Prevention of stroke & systemic embolism in NVAF 5 mg bid. Reduce to 2.5 mg bid in NVAF patients w/ at least 2 of the following characteristics: Age ≥80 yr, body wt ≤60 kg, or serum creatinine ≥1.5 mg/dL (133 micromol/L). Patient w/ severe renal impairment (CrCl 15-29 mL/min) 2.5 mg bid. Treatment of DVT & PE 10 mg bid for the 1st 7 days followed by 5 mg bid. Max daily dose: 20 mg. Prevention of recurrent DVT & PE 2.5 mg bid, initiated following completion of 6 mth of treatment w/ 5 mg bid or w/ another anticoagulant. Patient undergoing cardioversion 5 mg bid for at least 2.5 days before cardioversion to ensure adequate anticoagulation. Initiate w/ 2.5 mg bid for at least 2.5 days if patient meets criteria for dose reduction. If cardioversion is required before administration of 5 doses, 10 mg loading dose should be given, followed by 5 mg bid. Reduce to 5 mg loading dose followed by 2.5 mg bid if patient meets criteria for dose reduction. Loading dose should be administered at least 2 hr before cardioversion.

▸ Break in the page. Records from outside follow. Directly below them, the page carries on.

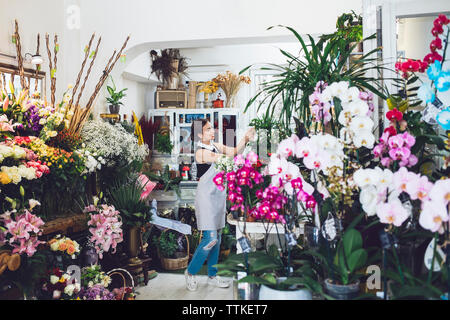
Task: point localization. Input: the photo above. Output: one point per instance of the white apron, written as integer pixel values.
(210, 202)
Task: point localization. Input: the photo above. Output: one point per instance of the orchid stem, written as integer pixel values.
(430, 271)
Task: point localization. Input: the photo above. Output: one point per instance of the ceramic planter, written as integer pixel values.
(114, 108)
(342, 292)
(132, 245)
(267, 293)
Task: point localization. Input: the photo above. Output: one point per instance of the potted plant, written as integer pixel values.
(267, 270)
(167, 244)
(168, 66)
(167, 189)
(135, 213)
(115, 97)
(350, 257)
(227, 243)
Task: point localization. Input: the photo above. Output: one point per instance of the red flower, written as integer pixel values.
(437, 30)
(437, 56)
(391, 130)
(394, 115)
(443, 19)
(423, 66)
(436, 44)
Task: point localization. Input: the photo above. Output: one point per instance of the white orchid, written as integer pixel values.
(369, 199)
(364, 138)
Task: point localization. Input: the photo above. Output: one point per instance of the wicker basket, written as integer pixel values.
(177, 263)
(120, 272)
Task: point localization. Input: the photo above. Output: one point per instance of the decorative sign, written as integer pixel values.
(73, 18)
(387, 239)
(428, 258)
(329, 228)
(245, 244)
(290, 239)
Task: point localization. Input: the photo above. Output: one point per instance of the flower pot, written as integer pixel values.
(132, 245)
(114, 108)
(165, 199)
(267, 293)
(89, 256)
(312, 237)
(342, 292)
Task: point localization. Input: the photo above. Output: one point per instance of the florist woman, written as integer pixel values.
(210, 203)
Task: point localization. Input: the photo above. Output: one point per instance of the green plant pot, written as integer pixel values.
(267, 293)
(114, 108)
(342, 292)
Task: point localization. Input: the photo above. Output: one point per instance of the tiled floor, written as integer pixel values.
(169, 286)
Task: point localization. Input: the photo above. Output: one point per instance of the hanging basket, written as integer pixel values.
(174, 263)
(120, 272)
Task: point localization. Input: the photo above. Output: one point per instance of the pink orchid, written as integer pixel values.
(386, 161)
(29, 246)
(239, 160)
(18, 230)
(218, 179)
(34, 222)
(433, 214)
(408, 139)
(412, 161)
(316, 160)
(286, 147)
(402, 178)
(396, 141)
(419, 188)
(147, 185)
(441, 191)
(304, 148)
(378, 150)
(231, 176)
(392, 212)
(402, 154)
(252, 157)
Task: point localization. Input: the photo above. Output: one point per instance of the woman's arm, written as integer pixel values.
(230, 151)
(206, 156)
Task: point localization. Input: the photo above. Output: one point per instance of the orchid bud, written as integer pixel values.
(403, 125)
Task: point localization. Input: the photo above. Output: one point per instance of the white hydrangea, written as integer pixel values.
(112, 142)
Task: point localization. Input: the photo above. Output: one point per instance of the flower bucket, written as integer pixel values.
(342, 292)
(174, 263)
(267, 293)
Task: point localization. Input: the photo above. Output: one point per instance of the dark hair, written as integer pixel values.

May be taken with or without food: Swallow whole w/ water. Patient unable to swallow whole tab: Crush tab & suspend in water, or 5% glucose in water (G5W), or apple juice or mixed w/ apple puree & immediately administer orally. Alternatively, crush tab & suspend in 60 mL of water or G5W & immediately deliver through a nasogastric tube. Crushed tab is stable in water, G5W, apple juice, & apple puree for up to 4 hr.

Hypersensitivity. Active clinically significant bleeding. Hepatic disease associated w/ coagulopathy & clinically relevant bleeding risk. Lesion or condition if considered a significant risk factor for major bleeding including current or recent GI ulceration, presence of malignant neoplasms at high risk of bleeding, recent brain or spinal injury, recent brain, spinal or ophth surgery, recent intracranial haemorrhage, known or suspected oesophageal varices, arteriovenous malformations, vascular aneurysms or major intraspinal or intracerebral vascular abnormalities. Concomitant treatment w/ other anticoagulants eg, unfractionated heparin, LMWH (enoxaparin, dalteparin), heparin derivatives (fondaparinux), oral anticoagulants (warfarin, rivaroxaban, dabigatran) except under specific circumstances of switching anticoagulant therapy.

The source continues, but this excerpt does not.